It is interesting to see what Harvard considers to be data science. They use Python in all projects / training (there's nothing wrong with that, though exposure to other languages - R, Stata, SQL - would be great, in top of Python). It is too traditional, and too heavy in statistics in particular. I did not see anything about machine-to-machine communications (e.g. keyword bidding), processing real time data, the curse of big data (and how to address it), API building and implementation, automation. Too much time spent on old regression and clustering methods. Exploratory analysis is something that should be automated. Experimental design need to be added. Their recommended reading list is biased towards traditional data analysis.
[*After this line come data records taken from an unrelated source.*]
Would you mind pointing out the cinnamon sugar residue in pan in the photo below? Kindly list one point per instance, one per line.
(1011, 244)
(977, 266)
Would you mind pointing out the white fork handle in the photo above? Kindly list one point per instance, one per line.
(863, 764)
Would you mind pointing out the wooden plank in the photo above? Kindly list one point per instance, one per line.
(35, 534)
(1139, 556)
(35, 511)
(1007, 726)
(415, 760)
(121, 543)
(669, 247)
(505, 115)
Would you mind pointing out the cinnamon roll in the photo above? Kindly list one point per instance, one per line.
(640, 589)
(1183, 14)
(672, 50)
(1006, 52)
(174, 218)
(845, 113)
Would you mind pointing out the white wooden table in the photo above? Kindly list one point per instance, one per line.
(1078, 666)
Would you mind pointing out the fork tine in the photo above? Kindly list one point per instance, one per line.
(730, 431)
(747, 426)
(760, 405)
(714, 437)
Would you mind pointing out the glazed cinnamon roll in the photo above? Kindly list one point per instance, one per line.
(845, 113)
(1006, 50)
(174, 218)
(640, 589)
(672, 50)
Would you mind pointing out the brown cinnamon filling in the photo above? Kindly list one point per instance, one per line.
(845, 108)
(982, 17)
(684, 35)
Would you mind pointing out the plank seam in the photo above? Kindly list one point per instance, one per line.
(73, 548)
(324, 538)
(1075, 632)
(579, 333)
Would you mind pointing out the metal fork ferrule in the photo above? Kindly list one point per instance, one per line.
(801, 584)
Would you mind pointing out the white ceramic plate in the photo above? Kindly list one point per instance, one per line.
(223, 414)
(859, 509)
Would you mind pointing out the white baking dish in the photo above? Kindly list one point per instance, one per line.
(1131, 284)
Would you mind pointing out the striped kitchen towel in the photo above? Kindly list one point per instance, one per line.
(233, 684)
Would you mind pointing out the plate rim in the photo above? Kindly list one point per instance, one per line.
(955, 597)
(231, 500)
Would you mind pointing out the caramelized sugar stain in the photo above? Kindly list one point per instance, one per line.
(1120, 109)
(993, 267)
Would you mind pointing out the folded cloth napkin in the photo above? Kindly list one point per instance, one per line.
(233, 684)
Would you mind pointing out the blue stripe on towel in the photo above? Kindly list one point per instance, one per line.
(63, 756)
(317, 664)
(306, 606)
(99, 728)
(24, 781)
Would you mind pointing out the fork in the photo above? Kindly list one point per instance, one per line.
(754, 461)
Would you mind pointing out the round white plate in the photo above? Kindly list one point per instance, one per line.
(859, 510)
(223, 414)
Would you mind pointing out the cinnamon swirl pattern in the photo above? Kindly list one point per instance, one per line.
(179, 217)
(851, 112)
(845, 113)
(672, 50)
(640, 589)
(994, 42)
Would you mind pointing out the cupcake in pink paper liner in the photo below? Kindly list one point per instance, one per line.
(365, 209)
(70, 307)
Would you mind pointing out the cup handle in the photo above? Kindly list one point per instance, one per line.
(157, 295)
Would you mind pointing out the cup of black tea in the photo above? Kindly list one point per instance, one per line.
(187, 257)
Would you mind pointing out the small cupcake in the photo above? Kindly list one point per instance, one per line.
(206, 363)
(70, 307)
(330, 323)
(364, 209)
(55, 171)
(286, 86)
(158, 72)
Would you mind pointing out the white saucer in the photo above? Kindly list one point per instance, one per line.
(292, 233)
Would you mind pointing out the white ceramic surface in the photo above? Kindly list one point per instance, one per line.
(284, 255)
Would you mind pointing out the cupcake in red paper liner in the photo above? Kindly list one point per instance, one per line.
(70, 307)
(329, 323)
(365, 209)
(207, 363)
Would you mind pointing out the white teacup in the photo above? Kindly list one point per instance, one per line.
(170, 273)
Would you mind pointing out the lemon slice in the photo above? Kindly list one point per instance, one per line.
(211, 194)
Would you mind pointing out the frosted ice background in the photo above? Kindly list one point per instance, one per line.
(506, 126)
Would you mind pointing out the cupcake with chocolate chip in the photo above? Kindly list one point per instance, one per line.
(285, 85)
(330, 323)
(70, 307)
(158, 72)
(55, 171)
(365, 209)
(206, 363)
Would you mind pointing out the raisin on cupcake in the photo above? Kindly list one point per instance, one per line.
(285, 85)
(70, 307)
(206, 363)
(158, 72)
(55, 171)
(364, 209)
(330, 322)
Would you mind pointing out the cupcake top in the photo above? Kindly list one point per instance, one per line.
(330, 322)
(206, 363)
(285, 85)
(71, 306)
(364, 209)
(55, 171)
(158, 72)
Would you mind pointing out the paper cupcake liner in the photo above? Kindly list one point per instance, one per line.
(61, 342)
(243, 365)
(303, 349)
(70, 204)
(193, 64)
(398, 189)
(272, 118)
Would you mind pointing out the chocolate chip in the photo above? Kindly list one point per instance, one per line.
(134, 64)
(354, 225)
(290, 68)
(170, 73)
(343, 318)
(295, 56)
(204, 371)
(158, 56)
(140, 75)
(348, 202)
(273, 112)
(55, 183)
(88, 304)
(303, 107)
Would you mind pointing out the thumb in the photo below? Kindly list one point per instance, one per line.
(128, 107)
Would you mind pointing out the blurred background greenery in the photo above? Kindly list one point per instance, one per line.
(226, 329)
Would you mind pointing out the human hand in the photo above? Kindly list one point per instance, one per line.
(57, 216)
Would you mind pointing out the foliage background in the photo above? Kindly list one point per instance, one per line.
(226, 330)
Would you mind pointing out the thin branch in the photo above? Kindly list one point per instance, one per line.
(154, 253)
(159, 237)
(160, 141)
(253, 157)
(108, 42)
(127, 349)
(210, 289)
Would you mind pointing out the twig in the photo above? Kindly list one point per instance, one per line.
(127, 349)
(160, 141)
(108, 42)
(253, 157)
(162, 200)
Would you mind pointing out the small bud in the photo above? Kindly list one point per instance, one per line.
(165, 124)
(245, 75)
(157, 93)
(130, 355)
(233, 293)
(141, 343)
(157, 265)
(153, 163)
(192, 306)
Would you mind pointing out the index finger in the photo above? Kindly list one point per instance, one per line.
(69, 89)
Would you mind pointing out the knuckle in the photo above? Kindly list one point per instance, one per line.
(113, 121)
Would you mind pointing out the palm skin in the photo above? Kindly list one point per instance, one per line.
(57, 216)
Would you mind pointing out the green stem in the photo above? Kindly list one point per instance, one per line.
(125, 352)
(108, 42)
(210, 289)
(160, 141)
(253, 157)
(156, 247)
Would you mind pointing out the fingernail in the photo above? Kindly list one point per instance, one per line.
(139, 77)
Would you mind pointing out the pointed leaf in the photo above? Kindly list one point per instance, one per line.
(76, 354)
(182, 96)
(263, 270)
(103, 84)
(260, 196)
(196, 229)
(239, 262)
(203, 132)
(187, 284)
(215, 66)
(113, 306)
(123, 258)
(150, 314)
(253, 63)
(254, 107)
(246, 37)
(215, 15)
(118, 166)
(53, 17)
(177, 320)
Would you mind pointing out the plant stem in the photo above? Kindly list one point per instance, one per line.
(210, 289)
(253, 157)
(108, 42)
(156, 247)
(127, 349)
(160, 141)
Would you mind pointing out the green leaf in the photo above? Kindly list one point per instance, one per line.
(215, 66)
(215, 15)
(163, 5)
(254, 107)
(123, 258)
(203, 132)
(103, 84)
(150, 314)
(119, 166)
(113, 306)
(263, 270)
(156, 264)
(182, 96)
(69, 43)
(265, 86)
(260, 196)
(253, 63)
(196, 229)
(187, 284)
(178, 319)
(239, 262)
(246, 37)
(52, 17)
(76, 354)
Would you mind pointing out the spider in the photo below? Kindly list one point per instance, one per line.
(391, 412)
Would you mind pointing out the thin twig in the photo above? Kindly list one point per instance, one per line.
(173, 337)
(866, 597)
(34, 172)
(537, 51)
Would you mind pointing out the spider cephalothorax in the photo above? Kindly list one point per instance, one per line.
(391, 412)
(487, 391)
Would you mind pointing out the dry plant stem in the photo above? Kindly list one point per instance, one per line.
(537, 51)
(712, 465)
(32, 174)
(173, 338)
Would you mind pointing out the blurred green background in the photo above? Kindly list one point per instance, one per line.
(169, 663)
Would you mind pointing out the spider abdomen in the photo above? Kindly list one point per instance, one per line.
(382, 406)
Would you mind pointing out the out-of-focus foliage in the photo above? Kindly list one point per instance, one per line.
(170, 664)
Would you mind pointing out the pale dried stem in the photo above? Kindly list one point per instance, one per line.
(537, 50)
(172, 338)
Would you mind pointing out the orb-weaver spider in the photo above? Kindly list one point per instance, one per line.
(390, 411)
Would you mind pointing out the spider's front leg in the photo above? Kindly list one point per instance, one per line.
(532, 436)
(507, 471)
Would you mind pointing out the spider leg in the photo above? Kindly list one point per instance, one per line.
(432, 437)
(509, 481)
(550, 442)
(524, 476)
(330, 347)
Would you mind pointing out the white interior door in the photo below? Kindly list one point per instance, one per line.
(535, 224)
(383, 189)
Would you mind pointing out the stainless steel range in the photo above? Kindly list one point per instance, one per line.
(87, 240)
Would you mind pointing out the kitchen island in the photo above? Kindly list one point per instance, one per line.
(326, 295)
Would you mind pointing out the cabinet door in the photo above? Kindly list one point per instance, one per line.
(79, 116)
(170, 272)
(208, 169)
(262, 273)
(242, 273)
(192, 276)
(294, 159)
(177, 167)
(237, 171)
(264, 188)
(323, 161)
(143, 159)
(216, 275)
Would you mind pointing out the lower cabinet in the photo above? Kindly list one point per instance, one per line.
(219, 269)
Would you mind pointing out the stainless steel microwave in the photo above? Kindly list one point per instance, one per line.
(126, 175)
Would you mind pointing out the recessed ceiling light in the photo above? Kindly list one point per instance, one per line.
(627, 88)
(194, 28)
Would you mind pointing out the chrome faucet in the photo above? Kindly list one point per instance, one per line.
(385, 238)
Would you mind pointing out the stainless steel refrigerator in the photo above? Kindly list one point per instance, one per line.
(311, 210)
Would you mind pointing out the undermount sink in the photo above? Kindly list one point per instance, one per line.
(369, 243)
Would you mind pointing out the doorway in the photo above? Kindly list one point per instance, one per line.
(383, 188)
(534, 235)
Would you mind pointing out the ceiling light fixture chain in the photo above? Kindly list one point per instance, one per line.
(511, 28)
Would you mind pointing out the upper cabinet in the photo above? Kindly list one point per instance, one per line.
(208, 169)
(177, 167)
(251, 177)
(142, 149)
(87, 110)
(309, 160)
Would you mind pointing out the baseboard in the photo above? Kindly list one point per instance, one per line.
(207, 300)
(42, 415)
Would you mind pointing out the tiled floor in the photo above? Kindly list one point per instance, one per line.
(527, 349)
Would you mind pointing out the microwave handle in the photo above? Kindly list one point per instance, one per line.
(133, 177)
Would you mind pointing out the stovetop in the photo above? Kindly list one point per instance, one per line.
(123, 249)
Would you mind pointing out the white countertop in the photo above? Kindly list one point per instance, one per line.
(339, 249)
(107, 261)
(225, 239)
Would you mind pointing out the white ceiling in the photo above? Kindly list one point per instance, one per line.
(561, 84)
- data munging/scraping/sampling/cleaning in order to get an informative, manageable data set;
- data storage and management in order to be able to access data - especially big data - quickly and reliably during subsequent analysis;
- exploratory data analysis to generate hypotheses and intuition about the data;
- prediction based on statistical tools such as regression, classification, and clustering; and
- communication of results through visualization, stories, and interpretable summaries.
The three modules are as follows:
- Prediction and elections module: how did Nate Silver predict 50 out of 50 states correctly in the 2012 U.S. presidential election, and 49 out of 50 correctly in the 2008 election? How much of that was luck? We will discuss how to find, process, combine, visualize, simulate, and summarize election-related data and questions, especially if there are conflicting polls with different reliabilities.
- Recommendation and business analytics module: the Neflix Prize was a famous recent example of collaborative filtering: given information about which movies various users have liked and disliked, how should Netflix make recommendations for what movies a user should watch? Many other companies are interested in closely-related problems. Often there is a very large but very sparse data set (e.g., there could be millions of users and tens of thousands of movies, but very few users rate more than a few hundred movies). We will explore techniques for working with such data.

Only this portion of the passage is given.